The most apparent, yet tolerable mode of marketing within YouTube is the products and companies that are mentioned and reviewed by the YouTubers. However, you seek that out yourself, in which case it’s not so much marketing as it is advice.
Facebook is abundant with ads, whether I like it or not. However, the ads that don’t relate to me I just tend to scroll past. As it’s so easy to avoid these adverts they don’t bother me too much. What bothers me however, is when the ads start to affect the way I use the app.

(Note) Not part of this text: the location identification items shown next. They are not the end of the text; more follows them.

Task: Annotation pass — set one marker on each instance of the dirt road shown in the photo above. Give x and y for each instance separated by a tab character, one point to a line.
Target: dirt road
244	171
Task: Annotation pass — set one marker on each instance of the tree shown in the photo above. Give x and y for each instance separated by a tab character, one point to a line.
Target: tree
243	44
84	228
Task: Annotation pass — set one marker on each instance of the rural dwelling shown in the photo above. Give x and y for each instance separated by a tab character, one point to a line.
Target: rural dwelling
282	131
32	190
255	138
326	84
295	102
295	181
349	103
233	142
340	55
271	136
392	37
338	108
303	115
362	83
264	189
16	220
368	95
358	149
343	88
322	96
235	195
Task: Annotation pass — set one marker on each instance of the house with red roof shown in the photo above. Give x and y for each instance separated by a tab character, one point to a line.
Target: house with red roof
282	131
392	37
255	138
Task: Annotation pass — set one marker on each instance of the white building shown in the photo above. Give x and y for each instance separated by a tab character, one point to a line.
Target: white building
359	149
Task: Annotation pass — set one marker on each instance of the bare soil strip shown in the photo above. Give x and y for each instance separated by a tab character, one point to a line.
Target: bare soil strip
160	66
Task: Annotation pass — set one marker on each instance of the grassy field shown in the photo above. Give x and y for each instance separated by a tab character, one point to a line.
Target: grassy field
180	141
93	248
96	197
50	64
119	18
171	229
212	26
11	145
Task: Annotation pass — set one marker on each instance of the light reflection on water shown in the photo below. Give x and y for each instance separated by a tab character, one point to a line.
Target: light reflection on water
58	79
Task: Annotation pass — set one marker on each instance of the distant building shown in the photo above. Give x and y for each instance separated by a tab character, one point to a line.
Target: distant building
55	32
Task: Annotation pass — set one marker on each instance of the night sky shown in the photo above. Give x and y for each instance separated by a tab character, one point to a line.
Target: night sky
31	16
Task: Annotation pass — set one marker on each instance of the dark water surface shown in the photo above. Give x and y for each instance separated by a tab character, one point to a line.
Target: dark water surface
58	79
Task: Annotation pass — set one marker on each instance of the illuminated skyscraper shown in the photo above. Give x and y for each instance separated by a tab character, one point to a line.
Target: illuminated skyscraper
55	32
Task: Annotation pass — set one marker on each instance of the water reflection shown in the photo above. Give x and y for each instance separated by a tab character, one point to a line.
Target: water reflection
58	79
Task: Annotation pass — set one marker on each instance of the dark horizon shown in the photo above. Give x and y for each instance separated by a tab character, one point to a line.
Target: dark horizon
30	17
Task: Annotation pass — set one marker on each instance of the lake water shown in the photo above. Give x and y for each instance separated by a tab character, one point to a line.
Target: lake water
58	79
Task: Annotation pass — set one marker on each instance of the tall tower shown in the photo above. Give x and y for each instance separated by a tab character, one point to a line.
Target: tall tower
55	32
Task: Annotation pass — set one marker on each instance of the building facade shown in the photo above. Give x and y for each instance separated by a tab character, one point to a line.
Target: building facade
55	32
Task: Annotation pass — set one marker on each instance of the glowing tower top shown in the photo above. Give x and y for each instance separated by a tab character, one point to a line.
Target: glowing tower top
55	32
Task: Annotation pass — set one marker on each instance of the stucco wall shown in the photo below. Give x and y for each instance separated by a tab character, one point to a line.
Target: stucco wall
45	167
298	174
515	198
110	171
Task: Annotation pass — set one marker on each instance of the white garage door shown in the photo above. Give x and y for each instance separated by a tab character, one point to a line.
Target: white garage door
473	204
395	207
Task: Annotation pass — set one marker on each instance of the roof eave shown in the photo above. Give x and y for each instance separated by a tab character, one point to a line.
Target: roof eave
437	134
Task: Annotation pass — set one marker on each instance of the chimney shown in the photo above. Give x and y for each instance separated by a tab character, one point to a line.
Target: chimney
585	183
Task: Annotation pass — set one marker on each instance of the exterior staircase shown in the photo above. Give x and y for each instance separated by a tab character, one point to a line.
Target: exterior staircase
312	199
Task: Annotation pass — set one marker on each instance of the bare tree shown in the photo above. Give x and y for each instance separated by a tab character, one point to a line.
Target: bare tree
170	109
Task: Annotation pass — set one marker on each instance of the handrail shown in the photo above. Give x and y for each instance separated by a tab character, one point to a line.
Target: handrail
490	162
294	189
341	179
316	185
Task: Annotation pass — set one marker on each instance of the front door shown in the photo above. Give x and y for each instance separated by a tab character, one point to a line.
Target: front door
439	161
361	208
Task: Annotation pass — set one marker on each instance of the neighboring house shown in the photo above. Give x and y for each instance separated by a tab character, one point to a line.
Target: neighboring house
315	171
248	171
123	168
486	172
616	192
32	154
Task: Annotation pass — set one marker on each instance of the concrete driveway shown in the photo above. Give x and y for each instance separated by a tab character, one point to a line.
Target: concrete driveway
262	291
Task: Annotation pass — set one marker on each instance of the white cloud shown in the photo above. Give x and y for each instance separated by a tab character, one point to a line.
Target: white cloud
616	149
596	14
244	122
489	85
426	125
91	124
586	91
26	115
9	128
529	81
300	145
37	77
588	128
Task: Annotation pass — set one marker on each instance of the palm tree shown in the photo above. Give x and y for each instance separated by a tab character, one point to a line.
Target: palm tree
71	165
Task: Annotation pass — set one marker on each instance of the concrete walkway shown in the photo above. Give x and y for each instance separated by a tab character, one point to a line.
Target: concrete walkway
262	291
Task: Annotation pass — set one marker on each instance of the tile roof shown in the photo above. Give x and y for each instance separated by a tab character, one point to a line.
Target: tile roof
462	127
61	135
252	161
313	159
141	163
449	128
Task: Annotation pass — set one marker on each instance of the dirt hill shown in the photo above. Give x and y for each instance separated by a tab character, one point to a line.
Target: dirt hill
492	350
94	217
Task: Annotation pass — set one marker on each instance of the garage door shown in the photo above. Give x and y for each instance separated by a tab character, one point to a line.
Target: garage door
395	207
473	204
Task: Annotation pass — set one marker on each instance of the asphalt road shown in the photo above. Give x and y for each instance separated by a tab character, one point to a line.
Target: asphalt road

Twitter has always been an incredibly popular media, however, it’s not a social media I use. From my experience with it, it just seems to be the social media for celebrities to post their feelings, opinions, market products, and I guess I’ll never know what else, as personally I dislike using it. That’s not to discredit to its marketing potential! It’s just not for everyone #SORRYNOTSORRY
Social Media takes up so much of my time, that’s why I tend to be quite selective in the sites and the app’s that I use. If, on average, I’m going to be spending 10.4% (Dave Chaffey, 2016) of my life on my phone, I’d like to stay in control of the content that I’m exposed to and when I use it. Which is why I choose to use sites that feature the most discrete and relevant marketing, to me; it comes with the territory. I don’t have an issue with marketing within social media, as long as it doesn’t hinder my experience when using it. It’s safe to say that I love using social media for many things, but no other reason more apparent than staying connected. And if ads are a part of that, then so be it.